Yes, it would take me quite a while to get there from PA


----------



## Slurppie (Oct 15, 2002)

maybe someone can get some actual dyno results from them....


----------



## scottlny (Oct 15, 2002)

Slurppie said:


> *maybe someone can get some actual dyno results from them.... *


LOL.. yeah.. some Dyno's would be nice... and unfortunately I will not be able to attend, you know being from NY and all


----------



## SR20AL (Apr 19, 2002)

JBL85 said:


> *Hey SR20AL, I am down in so-cal and will drive there, could you tell me what time its starting and where we can register? *


Things start around 9. No need to register just show up.

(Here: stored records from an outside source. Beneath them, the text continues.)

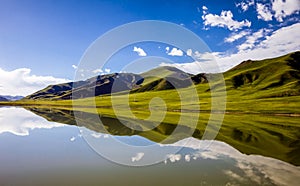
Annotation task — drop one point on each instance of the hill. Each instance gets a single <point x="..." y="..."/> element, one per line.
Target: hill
<point x="95" y="86"/>
<point x="3" y="99"/>
<point x="275" y="77"/>
<point x="12" y="98"/>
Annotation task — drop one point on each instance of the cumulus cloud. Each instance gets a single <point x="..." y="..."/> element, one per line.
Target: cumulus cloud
<point x="167" y="49"/>
<point x="137" y="157"/>
<point x="97" y="71"/>
<point x="224" y="20"/>
<point x="263" y="12"/>
<point x="73" y="139"/>
<point x="189" y="52"/>
<point x="175" y="52"/>
<point x="22" y="82"/>
<point x="19" y="121"/>
<point x="236" y="36"/>
<point x="259" y="45"/>
<point x="244" y="5"/>
<point x="285" y="8"/>
<point x="173" y="157"/>
<point x="74" y="66"/>
<point x="253" y="39"/>
<point x="139" y="51"/>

As for the rest out of state we'll have pictures up in the magazine.


----------



## wild willy (Oct 16, 2002)

Scott, if we leave now...we can make it....I am sure your neighbors @ your personal drag strip Would not miss you


----------



## Ratwayne (Oct 16, 2002)

Way too far for me unless I start two days early and freeload in Sharon Pa.


----------



## wild willy (Oct 16, 2002)

Ratwayne said:


> *Way too far for me unless I start two days early and freeload in Sharon Pa. *



Any time! I got lots of Home Made wine and dark Beer for you Rat


----------



## Ratwayne (Oct 16, 2002)

wild willy said:


> *Any time! I got lots of Home Made wine and dark Beer for you Rat *


Oh Lord a Rat`s dream come TRUE. Can I drive the MR2?


----------



## wild willy (Oct 16, 2002)

Ratwayne said:


> *Oh Lord a Rat`s dream come TRUE. Can I drive the MR2? *


You can take it home with you! I drove it today..she is going to bed for the winter this weekend after i get it ready. Boy do I wish that think had the 3.5 in it


----------



## myoung (Apr 15, 2002)

Slurppie said:


> *maybe someone can get some actual dyno results from them.... *


from who?


----------



## SR20AL (Apr 19, 2002)

myoung said:


> *from who? *


I think they (Slurp et. al.) mean Stillen. They are a little vague on there power mods  .


----------



## SR20AL (Apr 19, 2002)

Ratwayne said:


> *Way too far for me unless I start two days early and freeload in Sharon Pa. *


Go for it! A buddy of mine and I once made it from Dallas to San Diego in 18 hours in his turbo Se-r.


----------



## Ratwayne (Oct 16, 2002)

SR20AL said:


> *Go for it! A buddy of mine and I once made it from Dallas to San Diego in 18 hours in his turbo Se-r. *


I could handle it but Willy wouldn`t be allowed to go!


----------